On va se dire les choses franchement. En 48 ans de vie et quelques décennies à triturer des pixels et des parcours utilisateurs, je n’ai jamais vu un tel niveau de déni collectif. On est en 2026, et l’industrie du design ne subit pas une simple « évolution des outils » comme on a pu le voir avec l’arrivée de Sketch ou de Figma. On vit un changement d’état de la matière.
Aujourd’hui, quand je discute avec des confrères ou que j’accompagne des boîtes sur leur stratégie produit, le constat est là : l’IA générative ne se contente plus de nous aider, elle gère 90 % de la charge de travail qui, il y a deux ans encore, justifiait des équipes entières. Le sentiment d’insécurité n’est pas une vue de l’esprit, c’est une réaction logique à une obsolescence programmée de l’exécution.
Le Choc Psychologique : Une génération sur le carreau
Le premier séisme, il est humain. Et il est brutal. En tant que mentor, je vois passer des designers juniors qui ont les dents longues mais le moral dans les chaussettes. Pourquoi ? Parce que le marché est en train de se purger par le bas.
Le mirage du premier job : Il y a encore peu, le junior était l’investiment d’avenir. On le formait, il gérait les déclinaisons, les icônes, les états de boutons. Aujourd’hui ? Ces tâches sont automatisées avant même que le café soit chaud. J’ai vu des offres de CDI annulées en cascade. Des boîtes qui se disent : « Pourquoi s’emmerder avec un junior qu’il faut encadrer quand un abonnement à Cursor et une API Claude 4 font le job pour 20 balles ? »
Cette situation crée une peur viscérale. Une angoisse qui mène droit au burnout ou, pire, au désinvestissement émotionnel. Les designers ne créent plus, ils valident. Ils ne pensent plus, ils corrigent. Et quand on perd la joie de la conception, on perd son âme de designer.
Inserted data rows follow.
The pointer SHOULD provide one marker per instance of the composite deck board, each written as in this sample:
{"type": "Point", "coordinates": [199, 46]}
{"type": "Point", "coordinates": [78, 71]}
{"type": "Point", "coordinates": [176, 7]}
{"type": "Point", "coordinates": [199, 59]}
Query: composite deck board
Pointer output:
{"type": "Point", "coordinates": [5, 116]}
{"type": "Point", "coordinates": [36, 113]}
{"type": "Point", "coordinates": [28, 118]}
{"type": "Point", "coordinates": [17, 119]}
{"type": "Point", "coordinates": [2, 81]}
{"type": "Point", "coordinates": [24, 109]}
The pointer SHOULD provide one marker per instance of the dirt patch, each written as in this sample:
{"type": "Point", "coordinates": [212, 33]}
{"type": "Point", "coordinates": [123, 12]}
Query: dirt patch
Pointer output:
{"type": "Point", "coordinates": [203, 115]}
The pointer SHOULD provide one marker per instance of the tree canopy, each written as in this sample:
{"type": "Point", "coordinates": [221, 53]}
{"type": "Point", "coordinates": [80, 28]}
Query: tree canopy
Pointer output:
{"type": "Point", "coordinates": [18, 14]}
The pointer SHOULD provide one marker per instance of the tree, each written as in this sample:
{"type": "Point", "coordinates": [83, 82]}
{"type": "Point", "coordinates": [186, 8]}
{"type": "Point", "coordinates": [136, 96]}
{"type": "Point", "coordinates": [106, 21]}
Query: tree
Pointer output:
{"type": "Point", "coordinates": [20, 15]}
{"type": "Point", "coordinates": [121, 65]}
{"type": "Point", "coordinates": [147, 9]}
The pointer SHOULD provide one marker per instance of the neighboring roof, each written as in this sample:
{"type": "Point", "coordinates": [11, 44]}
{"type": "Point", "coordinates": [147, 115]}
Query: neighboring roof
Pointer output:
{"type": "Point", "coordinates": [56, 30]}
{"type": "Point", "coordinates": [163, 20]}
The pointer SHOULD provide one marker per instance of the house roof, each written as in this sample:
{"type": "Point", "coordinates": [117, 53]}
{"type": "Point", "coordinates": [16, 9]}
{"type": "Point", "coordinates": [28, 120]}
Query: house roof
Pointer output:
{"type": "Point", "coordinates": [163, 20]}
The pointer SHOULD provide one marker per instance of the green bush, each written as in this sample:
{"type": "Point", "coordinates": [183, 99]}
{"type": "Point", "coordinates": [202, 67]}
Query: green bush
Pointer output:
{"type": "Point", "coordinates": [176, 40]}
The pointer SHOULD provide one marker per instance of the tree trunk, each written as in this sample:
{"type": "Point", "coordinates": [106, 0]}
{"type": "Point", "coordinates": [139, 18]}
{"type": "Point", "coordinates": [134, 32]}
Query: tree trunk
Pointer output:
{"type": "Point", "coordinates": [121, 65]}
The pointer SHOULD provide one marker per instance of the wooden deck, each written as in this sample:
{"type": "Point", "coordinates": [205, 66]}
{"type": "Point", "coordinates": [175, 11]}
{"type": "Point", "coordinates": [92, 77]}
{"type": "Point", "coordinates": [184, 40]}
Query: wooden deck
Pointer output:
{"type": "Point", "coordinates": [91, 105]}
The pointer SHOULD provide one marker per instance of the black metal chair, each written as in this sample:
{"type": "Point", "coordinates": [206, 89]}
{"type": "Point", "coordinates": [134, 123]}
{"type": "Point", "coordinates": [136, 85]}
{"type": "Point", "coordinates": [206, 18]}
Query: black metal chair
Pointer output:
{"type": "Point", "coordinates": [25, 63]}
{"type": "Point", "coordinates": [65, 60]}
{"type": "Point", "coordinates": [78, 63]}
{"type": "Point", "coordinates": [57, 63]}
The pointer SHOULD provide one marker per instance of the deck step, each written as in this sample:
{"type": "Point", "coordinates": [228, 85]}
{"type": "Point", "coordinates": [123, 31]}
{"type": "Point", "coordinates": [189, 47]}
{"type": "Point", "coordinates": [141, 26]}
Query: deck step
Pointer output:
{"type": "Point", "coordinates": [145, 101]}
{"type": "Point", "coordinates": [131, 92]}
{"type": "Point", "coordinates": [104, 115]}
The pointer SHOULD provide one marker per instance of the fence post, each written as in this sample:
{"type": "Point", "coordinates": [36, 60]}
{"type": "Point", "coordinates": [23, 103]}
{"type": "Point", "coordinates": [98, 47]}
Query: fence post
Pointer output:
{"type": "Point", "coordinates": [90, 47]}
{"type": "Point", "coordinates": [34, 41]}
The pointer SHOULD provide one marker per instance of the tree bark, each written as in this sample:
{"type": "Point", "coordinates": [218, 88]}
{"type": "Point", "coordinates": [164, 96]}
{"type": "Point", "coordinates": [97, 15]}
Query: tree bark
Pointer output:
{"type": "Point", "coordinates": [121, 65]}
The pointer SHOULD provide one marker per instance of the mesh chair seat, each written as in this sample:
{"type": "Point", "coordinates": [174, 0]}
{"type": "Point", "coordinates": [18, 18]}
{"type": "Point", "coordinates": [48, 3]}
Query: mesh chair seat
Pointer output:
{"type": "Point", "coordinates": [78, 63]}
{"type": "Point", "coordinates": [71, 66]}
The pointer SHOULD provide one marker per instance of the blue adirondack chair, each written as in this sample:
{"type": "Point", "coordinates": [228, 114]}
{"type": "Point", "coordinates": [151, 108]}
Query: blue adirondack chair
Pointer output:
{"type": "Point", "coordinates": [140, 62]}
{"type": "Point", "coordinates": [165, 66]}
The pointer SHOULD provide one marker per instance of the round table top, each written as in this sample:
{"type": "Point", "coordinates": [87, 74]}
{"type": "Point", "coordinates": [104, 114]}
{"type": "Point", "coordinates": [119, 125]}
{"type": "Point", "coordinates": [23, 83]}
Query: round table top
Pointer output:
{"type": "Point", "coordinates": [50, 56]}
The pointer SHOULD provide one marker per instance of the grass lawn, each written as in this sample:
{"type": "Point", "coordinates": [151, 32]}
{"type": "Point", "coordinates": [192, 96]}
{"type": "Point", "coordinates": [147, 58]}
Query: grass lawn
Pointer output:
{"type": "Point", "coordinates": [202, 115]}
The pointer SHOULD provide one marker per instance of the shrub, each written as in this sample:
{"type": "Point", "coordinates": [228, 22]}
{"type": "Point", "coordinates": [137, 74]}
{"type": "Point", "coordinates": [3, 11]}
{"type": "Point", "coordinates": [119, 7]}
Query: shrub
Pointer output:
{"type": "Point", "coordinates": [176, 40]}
On finit par se demander si on n’est pas juste en train de devenir les « janitors » (concierges) de la donnée synthétique.
Le Discours des Grands Leaders : Entre évangélisation et cynisme
D’un côté, on a des mecs comme Jensen Huang chez NVIDIA. Son discours est rodé : « L’IA, c’est comme l’électricité. Ça va tout automatiser, mais ça créera plus de jobs. » Il cite l’exemple de la radiologie. L’IA analyse les radios mieux que l’humain, donc on a besoin de plus de radiologues pour gérer le flux massif de patients que cette efficacité génère.
Ma lecture de la situation : C’est une vision de macro-économie qui oublie la réalité du terrain. Oui, la demande globale pour le « numérique » augmente. Mais la valeur du « design visuel » s’effondre. Si demain tout le monde peut générer une interface propre en 10 secondes, l’avantage concurrentiel ne sera plus le design, mais la capacité à résoudre des problèmes business réels avec cette interface.
Le problème, c’est que l’école ne nous apprend pas à être des business partners, elle nous apprend à faire de beaux écrans. Et aujourd’hui, faire de beaux écrans, c’est devenu une commodité, comme l’eau courante.
Le Mur d’Infrastructure : Notre dernier rempart ?
Tout le monde panique, mais on oublie souvent les limites physiques de cette révolution. On vit dans un monde de logiciels, mais ces logiciels tournent sur des machines.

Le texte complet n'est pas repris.